2026年10月以降、ふるさと納税のルールが大きく変わろうとしています。
最近では、「ふるさと納税は改悪される?」「返礼品の量が減る?」といった声も増えてきました。
今回注目されているのが “5割ルール”の見直しです。
少し難しく聞こえますが、 実は寄附者にもかなり関係のある話。
身近に感じていただけるように整理してみます。
そもそも「5割ルール」とは?
ふるさと納税では、自治体が受け取った寄附金のうち、最大5割までしか「募集費用」に使えないというルールがあります。
例えば2万円の寄附額なら、
- 返礼品代
- 送料
- 楽天などの手数料
- クレジット決済手数料
- 事務作業費
などを含めて、 1万円以内に収める必要があります。
これが募集費用です。

さらに返礼品代金そのものは、全体の寄附額の3割以下という別ルールもあります。
2029年までに「4割ルール」へ変わる予定
今回総務省が発表した内容では、
現在の“5割ルール”を、2029年までに段階的に「4割ルール」へ引き下げる方向となっています。
つまり、自治体が自由に使えるお金を増やし、寄附金をもっと地域へ残したいという考えです。
「返礼品競争を少し抑えて、 自治体へお金を残そう!」という流れですね。

なぜ見直しされるの?
近年のふるさと納税では、自治体同士の競争がかなり激しくなっています。
- 豪華な返礼品
- 広告競争
- ポータルサイト依存
などが特に問題視されてきました。
総務省としては「本来は地域活性化の制度なのに、通販サイトのようになりすぎている」という考えがあるようです。

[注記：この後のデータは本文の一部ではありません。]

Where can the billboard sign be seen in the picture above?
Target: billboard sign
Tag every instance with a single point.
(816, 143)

一方で、その地場の魅力をこれまで以上に感じていただける返礼品が多くなっていくのでしょうね。
超重要│寄附者にはどんな影響がある?
実は今回の見直し、寄附者側にもかなり影響が出そうです。
特に予想されているのが、下記のような内容。
- 返礼品の内容量減少
- 寄附額アップ
- 高”送料”商品の終了
具体的には・・・
- 1kg → 800g
- 5パック → 4パック
- 1万円 → 1万2千円
のような変化が、
今後増える可能性があります。
同じ寄附金額を維持しようとすれば、返礼品の内容量の減少。
同じ返礼品の内容量を維持しようとすれば、寄附金額を増やす必要が出ますよね。
実は“2026年9月まで”がひとつの節目になるかもしれない
25年10月は、各ポータルサイトでのポイント付与が廃止となり、25年9月は毎年の年末規模のふるさと納税申込を確認しました。
そのため今回の見直しでも、
昨年のような駆け込み申込が9月に発生するかも・・・と感じています。
それ以降においては、今までのような「高コスパな返礼品」を選べる期間は、意外と長くないのかもしれません。
沖縄の返礼品は影響を受けやすい?
特に沖縄は、今回のルール変更の影響を受けやすい地域とも言われています。
理由はシンプルで、 送料が高くなりがちだからです。
- マンゴーやパイナップル
- アグー豚などの精肉
- ソーセージなどの加工品
- 冷凍海鮮
などの人気返礼品は、
冷蔵・冷凍配送で、且つほとんどが空輸になることからも、本州よりコストが高くなりやすい傾向が伺えます。
✍沖フリ的な見通し
ふるさと納税は、毎年12月の駆け込みが注目されがち。
ただ今回の制度変更を考えると、
“2026年9月まで”が、ひとつの大きな節目になる可能性もありそうですね。
まとめ|ふるさと納税は「より地域性」の時代へ?
今回の「5割ルール」見直しでは、
単なる節税や返礼品目当ての競争を見直し「生まれ育った故郷や応援したい地域に貢献する」という本来の理念に立ち返ることを目指しているように感じています。
その結果、寄附者側では、
- 返礼品の量が減る
- 寄附額が上がる
- 高コスト返礼品が減る
といった変化が起きる可能性があります。
一方で、地域性の強い返礼品は、今後さらに注目されるかもしれません。
これからのふるさと納税は、
「量」だけではなく、
“その地域ならではの魅力” がより重要になっていきそうです。
最後まで読んでいただきありがとうございました。